Personal computers are superb at churning out beautifully printed pages. But getting a printed page back into a computer where its text can be revised, indexed and stored is a more difficult task.
The process is called "optical character recognition." It requires a peripheral device connected to the computer, called a "scanner," which essentially takes a picture of the page. Then special software deciphers the letters and numerals on the page, turning them into the coded symbols that computers can manipulate.
Two California firms, Caere Corp. of Los Gatos and Hewlett Packard Co. of Cupertino, have teamed up to help the process work a little better.
HP's new color scanner, the ScanJet IIc, comes with built-in enabling technology called AccuPage, which is used to advantage by Caere's new OmniPage Professional 2.0 software for both IBM-compatible and Macintosh computers.
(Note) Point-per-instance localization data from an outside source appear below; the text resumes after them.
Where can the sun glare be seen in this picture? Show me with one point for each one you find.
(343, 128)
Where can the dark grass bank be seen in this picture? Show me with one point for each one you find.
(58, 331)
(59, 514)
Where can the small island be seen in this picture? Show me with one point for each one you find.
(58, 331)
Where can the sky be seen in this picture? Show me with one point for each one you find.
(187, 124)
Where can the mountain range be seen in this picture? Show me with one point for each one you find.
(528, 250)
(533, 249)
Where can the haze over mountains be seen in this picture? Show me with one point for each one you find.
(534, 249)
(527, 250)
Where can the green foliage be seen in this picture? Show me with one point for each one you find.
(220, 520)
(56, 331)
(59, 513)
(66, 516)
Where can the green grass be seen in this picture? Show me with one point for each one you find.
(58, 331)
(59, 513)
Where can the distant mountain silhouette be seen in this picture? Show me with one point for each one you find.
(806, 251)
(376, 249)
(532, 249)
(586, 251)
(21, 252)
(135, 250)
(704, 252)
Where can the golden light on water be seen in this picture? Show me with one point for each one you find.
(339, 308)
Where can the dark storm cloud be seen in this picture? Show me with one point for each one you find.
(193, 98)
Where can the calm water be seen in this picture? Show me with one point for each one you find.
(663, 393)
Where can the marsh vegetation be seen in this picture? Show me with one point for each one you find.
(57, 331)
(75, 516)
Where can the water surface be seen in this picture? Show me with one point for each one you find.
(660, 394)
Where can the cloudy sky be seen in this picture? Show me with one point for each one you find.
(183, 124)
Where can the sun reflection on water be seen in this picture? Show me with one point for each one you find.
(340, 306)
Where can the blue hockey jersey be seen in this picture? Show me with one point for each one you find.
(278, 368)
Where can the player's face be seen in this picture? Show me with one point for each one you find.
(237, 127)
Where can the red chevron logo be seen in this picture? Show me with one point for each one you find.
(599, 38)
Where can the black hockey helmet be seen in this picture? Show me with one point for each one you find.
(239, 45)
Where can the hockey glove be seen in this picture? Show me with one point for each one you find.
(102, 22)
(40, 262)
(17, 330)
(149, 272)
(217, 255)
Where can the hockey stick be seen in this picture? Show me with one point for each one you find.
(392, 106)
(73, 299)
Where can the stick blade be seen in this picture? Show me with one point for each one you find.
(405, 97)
It is not a cheap solution. The ScanJet IIc lists for $2,195 for PC computers, including the expansion card needed for the connection, and $1,995 for Macintosh computers, which don't need the card. The OmniPage Professional 2.0 software retails for $995 in either Mac or PC versions. The PC version requires Windows 3.0 to operate.
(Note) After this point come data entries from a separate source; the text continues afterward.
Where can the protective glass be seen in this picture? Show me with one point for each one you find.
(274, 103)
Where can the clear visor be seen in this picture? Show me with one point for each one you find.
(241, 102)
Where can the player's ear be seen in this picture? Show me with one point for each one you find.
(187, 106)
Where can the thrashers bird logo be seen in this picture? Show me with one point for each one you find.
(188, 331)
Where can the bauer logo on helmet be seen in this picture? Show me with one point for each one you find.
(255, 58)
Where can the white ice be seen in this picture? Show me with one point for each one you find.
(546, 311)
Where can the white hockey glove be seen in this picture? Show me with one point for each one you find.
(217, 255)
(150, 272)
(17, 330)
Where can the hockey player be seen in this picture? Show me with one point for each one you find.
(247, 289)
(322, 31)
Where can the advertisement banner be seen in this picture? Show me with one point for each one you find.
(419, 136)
(You can buy less-expensive scanners to use with OmniPage Professional 2.0, including HP's $995 monochrome ScanJet Plus, but you forgo the advantage of AccuPage.)
With AccuPage, the new scanner is able to vary the contrast as a page is scanned so that it is always at the optimum. The second step of the process, optical character recognition, or OCR as it's called, depends on proper contrast between the type image and the background to most accurately match the character patterns it knows with the image it sees.
B6 An impressive example of the new system is seen by
scanning a magazine page on which portions of text are printed over colored backgrounds. Without AccuPage, the contrast between the text and the backgrounds is too slight for OCR to work. But with AccuPage turned on, the scanner automatically adjusts the contrast for each colored block of text, as well as for the remainder of the text on the white portion of the page. The result is virtually perfect character recognition.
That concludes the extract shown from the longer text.